I would tell Willow that she needs to potty OUTDOORS on her walk, not inside. And I would apologize to Tino for having his nuts removed.
She does understand everything already.
She is an intel agent working undercover on this planet and reports back daily, if not hourly, on her findings on this planet.
I’m pretty sure because of my buffoonery, I have single-handedly kept our planet from being over run by Creatures from the 8th Dimension with the antics of *Homo Sapien Retardous *.
First, I’d stop with the baby talk and condescending remarks about their furry little kitty-brains.
Then, I’d explain to Lucia about the allergy shots, which are not meant to be torture, and try to make it clear to her that if I could trust her not to pee on the furniture in the living room, she might be allowed back in there.

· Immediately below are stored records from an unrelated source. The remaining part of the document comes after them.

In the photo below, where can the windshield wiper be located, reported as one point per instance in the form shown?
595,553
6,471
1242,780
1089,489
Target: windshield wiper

It would also be nice to have the girls understand that a trip to the vet is not a death sentence–the worst that will happen is they’ll get a booster shot–so they can please stop howling and wetting themselves in the carrier.
I know, and you know, that I fed you. If you yowl at me like that, I will not absentmindedly feed you again.
I appreciate you helping me to hear the alarm every morning, but I take it you have not noticed that the alarm does not ring at the weekends. You will NOT starve to death if you get fed an hour or two later.
You know when I come in from work and you’re leaping up to kiss me, and rub against me, and be stroked? That’s love, right? It’s not just that you want to fed, is it? No need to answer.
Retract your claws every so often. That goes for both of you. Thanks.
Just because he lies on the hall bookcase and pretends to be a panther hunting his prey doesn’t mean you have to do it too.
He thinks he’s the boss because he got here first. Stop beating him to a pulp. It hurts his dignity.
I really mean it when I say you are both incredibly gorgeous and I adore you. The stuff about you not being too bright is affectionate badinage.